La granita messinese dovrebbe rientrare nel Patrimonio dell'Umanità. Intanto ce la godiamo e vi indichiamo dove poter gustare le più buone di Messina e dintorni

Marcella Ruggeri
Giornalista e conduttrice Tg
  • 6 agosto 2021

«Mi dia una mezza con panna” (o “‘na mezza ca’ panna” in gergo) come “mi dia il mezzo freddo” sono le espressioni più comuni che si ascoltano entrando in un bar di Messina, soprattutto in questi periodi in cui le persone tentano di refrigerarsi in spiaggia e vogliono abbandonare lo “status boccheggiante”, davanti a un climatizzatore.

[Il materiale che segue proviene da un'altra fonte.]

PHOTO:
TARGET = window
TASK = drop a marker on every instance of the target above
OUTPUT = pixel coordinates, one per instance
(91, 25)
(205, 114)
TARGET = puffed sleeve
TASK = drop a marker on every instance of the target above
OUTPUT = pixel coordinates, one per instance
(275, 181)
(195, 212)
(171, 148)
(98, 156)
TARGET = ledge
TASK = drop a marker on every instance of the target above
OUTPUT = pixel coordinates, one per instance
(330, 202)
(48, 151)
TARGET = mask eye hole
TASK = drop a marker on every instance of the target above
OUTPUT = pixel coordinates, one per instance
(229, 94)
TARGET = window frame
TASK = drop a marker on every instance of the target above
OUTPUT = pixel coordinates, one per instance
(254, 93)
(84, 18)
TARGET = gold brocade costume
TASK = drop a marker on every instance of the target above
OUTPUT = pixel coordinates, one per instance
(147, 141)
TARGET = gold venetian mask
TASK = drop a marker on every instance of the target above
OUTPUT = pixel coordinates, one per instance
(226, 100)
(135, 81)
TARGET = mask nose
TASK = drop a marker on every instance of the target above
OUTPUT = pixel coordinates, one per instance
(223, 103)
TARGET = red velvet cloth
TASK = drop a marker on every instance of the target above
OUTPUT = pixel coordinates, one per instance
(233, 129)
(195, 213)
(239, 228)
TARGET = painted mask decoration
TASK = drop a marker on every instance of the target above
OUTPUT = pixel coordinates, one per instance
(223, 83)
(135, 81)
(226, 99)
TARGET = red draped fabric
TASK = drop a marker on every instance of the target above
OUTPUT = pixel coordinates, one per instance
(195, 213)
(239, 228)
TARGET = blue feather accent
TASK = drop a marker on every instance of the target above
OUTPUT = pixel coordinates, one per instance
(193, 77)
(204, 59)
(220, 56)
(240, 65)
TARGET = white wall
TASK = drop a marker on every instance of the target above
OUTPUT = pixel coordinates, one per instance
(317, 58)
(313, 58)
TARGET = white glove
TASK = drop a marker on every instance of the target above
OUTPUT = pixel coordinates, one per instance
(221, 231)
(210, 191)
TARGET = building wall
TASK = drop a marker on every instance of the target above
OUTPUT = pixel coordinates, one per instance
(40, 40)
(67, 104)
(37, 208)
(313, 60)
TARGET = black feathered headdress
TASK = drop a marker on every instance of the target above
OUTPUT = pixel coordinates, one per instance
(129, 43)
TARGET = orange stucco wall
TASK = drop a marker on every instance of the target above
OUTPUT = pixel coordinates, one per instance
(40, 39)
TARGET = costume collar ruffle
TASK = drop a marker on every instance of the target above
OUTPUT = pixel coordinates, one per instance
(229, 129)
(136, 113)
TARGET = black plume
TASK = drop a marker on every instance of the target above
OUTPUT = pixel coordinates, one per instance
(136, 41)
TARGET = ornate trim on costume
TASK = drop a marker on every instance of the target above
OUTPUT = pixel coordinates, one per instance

Quelle tre parole magiche “mezza con panna” fanno parte di un vocabolario tutto messinese che ti suggerisce “bontà assoluta” nella nuvoletta dei fumetti, se questa potesse apparire ogni volta che mangiamo una Granita. L’essenzialità del sapore del caffè ghiacciato amaro e misto alla panna che ti arriva dritto al cervello, la frescura del limone e della frutta di stagione che ti rianima il cuore nei frangenti di arsura estiva o quando stai andando via dal mare come ciliegina del tuo relax e a volte il miscuglio di caratteri dolci del territorio collinare: tutto questo accompagnato dalla brioche col tuppo (anche detto cappello o coppola) da pucciare nella granita.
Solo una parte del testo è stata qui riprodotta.